Morgan cracked a smile. “Yeah, I guess so.”
“Which is why you want to go back out again.”
“I’m too smart to,” she countered. “But I am going out again, just not this way. We’ve got several locations marked as being able to be reached via starship. If something doesn’t happen here to redirect me elsewhere, I’m heading off the long way to get some real scouts out there. We’ll map this out the old fashioned way.”
“The others said the security beyond the Temple was lessened.”
She nodded. “Considerably so where there is no atmosphere. It was questionable whether we needed cloaks or not, for in many places we were not picking up any sensor beams.”
“With so few people capable of using Essence, I wish you would let others take on that mission and remain here. Finding a way to open the main portals is our top concern.”
“I know, but we’re nowhere close to raising our skill level to the point where the Responders will teach us the necessary technique.”
“Regardless, I would prefer to have all of you here or in Alpha. I literally cannot push most of the buttons.”

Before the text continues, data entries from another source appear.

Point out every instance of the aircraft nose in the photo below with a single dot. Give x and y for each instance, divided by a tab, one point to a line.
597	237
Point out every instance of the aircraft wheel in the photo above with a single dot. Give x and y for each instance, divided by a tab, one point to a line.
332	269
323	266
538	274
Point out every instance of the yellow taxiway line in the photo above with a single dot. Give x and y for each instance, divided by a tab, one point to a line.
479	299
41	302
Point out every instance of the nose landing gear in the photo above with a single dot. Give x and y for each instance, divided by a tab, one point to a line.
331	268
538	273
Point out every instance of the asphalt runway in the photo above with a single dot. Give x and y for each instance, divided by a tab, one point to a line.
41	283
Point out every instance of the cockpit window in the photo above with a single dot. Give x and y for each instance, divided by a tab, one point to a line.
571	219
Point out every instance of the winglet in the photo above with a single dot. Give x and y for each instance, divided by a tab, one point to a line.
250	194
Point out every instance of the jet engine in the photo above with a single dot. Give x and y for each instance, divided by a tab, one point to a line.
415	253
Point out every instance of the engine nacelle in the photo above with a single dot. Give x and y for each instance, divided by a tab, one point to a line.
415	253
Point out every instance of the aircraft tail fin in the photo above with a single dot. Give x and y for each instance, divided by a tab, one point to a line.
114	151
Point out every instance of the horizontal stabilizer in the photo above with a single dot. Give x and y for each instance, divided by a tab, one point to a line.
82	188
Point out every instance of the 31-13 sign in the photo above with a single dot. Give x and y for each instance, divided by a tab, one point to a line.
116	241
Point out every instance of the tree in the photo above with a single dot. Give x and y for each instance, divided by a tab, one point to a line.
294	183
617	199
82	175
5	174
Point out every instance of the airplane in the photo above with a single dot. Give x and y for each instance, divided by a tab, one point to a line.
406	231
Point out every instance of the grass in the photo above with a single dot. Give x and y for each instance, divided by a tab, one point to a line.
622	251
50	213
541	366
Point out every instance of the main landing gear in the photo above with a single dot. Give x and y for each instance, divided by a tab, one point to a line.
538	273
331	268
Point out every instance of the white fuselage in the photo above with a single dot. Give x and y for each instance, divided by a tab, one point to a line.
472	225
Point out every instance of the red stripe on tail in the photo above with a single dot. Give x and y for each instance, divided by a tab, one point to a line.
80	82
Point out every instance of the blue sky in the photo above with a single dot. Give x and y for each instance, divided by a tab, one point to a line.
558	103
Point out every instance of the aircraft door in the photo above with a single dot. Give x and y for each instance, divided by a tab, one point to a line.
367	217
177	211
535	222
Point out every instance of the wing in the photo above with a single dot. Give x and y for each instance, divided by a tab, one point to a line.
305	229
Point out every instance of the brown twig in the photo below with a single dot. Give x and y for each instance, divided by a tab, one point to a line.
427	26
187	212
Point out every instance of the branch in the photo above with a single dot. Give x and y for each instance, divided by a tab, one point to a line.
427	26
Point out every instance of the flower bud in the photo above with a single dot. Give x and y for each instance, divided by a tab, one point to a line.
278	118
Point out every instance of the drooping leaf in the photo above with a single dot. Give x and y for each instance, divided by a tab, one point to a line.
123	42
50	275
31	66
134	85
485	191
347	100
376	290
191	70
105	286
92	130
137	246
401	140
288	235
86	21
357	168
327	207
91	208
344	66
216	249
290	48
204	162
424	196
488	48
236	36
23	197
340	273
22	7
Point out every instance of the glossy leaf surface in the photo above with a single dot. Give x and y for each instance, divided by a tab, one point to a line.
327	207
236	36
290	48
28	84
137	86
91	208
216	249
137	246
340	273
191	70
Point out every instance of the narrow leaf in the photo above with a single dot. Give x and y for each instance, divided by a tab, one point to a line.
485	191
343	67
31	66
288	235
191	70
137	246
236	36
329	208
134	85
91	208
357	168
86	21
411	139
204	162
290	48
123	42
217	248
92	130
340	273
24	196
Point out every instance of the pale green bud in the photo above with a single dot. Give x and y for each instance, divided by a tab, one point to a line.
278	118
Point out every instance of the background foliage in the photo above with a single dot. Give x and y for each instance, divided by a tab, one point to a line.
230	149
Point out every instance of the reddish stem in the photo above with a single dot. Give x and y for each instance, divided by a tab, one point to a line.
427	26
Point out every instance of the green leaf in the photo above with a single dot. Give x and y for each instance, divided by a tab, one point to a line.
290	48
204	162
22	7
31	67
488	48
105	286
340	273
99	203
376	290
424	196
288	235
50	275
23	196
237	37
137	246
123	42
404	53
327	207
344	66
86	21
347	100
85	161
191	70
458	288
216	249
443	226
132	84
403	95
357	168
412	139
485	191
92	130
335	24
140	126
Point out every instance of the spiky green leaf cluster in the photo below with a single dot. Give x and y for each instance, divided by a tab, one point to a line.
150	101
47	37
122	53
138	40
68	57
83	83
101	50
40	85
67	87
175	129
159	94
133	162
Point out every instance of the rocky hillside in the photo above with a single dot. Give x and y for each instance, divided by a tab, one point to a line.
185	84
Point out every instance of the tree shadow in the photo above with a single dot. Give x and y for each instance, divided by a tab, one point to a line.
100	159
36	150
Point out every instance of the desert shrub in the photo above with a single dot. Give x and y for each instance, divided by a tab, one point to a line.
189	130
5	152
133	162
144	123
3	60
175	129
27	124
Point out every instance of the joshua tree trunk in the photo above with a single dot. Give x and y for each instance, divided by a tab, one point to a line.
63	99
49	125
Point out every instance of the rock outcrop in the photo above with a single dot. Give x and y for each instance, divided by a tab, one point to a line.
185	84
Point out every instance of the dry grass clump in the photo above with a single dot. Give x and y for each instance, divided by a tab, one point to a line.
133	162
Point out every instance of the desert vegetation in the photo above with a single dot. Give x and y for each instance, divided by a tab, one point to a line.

“You’re not here to, but I get your point. I’m thinking that if we can cheat part of the trip, then maybe some of us can hop the mag jumps. Not all Star Force Essence users are Saiyans, you know.”
“So why weren’t the others sent?”
“Because we didn’t know what was out there, and we still don’t have a mapped route to Alpha Temple. Trailblazers go first, then we send the others.”
“But all trailblazers are Saiyans.”
“Yeah, we kind of shot ourselves in the foot for this kind of mission with that, but we’re managing.”
“Can you make a mag jump?”
“I can’t…or rather I don’t want to try. I’ve taken considerable damage as is. Ginsi more so, I think, but she’s concealing most of it. A level 1 Saiyan might be able to make it, but we only have a few of those.”
“Paul, Liam, and Roger.”
“Yeah, they all didn’t want to give up the super-long ses
sions in a command Nexus. Technically we all still can do it, but the agitation of the stagnation is distracting and diminishes our mental outreach efficiency. They didn’t want that, so they didn’t go beyond level 1. Oddly though, they did create the Borg capability, which is stagnation inherent, and have mastered it.”
“You also have that ability, or am I mistaken?”
“I’m a low level, but for short periods of time I can if I up the artificial gravity to 22 or higher. That way I have to fight to stand up enough to keep my subconscious mind busy. I can get an hour or two of good naval combat out of that, but not nearly as good as the others that can devote their full minds to the task at hand. Bottom line is, we got so powerful we had to specialize in some cases, and I chose Brawler skills over Commodore. I didn’t regret that until now.”
“There is one other significant discovery you need to be aware of,” Gorva said, highlighting a tiny outpost far from Beta Temple, but still short of what the basic mag jump Grid Point range was. “We think it’s a communication node, and Nash and Page both confirmed it was sending off tiny Essence rushes that they couldn’t identify.”
“Omni or directional?”
“Directional, with 13 spokes.”
“So they can’t send a signal across the entire galaxy. Those pesky Responders are programmed to be deceptive to hide equipment specs.”
“If that is true, can they send signals between galaxies?”
“We still don’t know how they travel between galaxies, but if these Essence signals carry a long ways you could set up a chain through the void if the Stargate Effect can cheat the lack of gravity wells. So far we only know of pushing from a beacon source, but if there’s a more impressive technique hidden away…”
“…then they could travel anywhere in the universe regardless of where you had gravity.”
“And if that technique exists, I really want to learn it.”
“Or, you could drop portals as you went and use them to launch from,” the Count suggested.
“Good catch, but you’d have to refill them with Essence regularly. Not quite the same thing as a ship that can go anywhere on its own, but I’d still take it.”